New research into renewable energy trends suggest clean energy revenues from the Asia-Pacific region are forecast to grow at a CAGR of 27.5%.
Technological advancements such as increased-capacity wind turbines, floating wind turbines and 3D printing have brought down the overall cost of offshore wind power and opened new offshore locations that were previously inaccessible.
These improvements are accelerating the adoption of wind power and driving the global offshore wind turbines market toward monumental growth. The scaling up of investments in the renewable energy sector through national, regional and international climate change-related policies has had an enormous effect on the offshore wind turbine market.
A recent analysis by Frost & Sullivan predicts that the sector will grow at a CAGR of 22.5% between 2018 and 2025, with revenues slated to rise from $7.4 billion to $30.5 billion.
“The integration of artificial intelligence (AI), internet of things (IoT), robotics, and data analytics in wind turbines will enable advanced condition monitoring and predictive maintenance,” said Sama Suwal, Research Analyst, Energy and Environment at Frost & Sullivan.

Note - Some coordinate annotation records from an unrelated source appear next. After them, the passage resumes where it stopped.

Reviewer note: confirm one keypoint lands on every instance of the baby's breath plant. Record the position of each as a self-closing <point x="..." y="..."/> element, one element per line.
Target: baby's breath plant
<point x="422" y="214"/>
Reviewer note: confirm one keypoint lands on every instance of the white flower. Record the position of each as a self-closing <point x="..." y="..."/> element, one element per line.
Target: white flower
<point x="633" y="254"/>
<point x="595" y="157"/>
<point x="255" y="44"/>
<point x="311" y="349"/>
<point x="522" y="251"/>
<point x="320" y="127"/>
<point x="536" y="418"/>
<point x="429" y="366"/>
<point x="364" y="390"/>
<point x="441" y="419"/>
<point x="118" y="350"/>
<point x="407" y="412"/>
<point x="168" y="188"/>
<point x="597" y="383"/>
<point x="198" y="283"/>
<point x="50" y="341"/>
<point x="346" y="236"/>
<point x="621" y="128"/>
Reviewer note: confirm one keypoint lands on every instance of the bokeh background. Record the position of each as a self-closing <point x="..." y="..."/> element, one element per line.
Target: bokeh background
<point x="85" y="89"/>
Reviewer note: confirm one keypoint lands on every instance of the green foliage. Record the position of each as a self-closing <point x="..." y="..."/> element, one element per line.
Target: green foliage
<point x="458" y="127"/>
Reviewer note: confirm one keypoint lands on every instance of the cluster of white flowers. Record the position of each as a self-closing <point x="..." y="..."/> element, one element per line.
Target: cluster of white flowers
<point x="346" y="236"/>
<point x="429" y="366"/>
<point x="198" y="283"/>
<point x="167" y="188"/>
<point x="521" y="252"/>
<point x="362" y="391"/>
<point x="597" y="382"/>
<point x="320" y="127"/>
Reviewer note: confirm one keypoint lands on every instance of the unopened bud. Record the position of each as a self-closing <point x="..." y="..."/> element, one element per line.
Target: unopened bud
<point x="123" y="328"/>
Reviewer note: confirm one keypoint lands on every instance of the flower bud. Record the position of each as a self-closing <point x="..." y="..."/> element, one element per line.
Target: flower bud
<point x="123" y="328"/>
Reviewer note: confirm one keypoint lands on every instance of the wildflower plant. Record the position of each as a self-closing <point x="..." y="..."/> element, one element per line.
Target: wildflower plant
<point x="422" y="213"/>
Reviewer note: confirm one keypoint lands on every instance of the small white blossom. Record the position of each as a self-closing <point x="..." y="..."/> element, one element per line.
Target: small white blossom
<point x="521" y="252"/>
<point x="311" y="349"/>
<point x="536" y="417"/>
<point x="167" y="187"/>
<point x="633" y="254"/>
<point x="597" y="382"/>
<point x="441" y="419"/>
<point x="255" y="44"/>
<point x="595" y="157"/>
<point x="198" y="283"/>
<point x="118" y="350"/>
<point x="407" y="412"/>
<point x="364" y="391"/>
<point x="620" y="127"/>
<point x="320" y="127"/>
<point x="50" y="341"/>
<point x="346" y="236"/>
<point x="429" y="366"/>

Suwal continued: “This will result in increased efficiency and reduced operational and maintenance costs, which will lead to a growth in the deployment of offshore wind turbines.”
Frost & Sullivan’s investigation, Growth Opportunities in the Offshore Wind Turbine Market, Forecast to 2025, offers an in-depth analysis of the global offshore wind turbine market and identifies key opportunities that can be leveraged for growth in this sector.
The report explores the trends influencing the sector, examines the key market drivers and restraints, and provides detailed revenue forecasts, region-wise market profiles, and competitive landscape analyses.
Europe is the leading market for offshore wind turbines, generating $4.91 billion in 2018, followed by Asia-Pacific, which garnered $2.47 billion in revenue. As the European wind turbine market is mature, revenues are expected to grow at a comparatively low CAGR of 18.2%. On the other hand, revenues from the Asia-Pacific region are forecast to grow at a CAGR of 27.5% as a result of increased installations in China and Taiwan.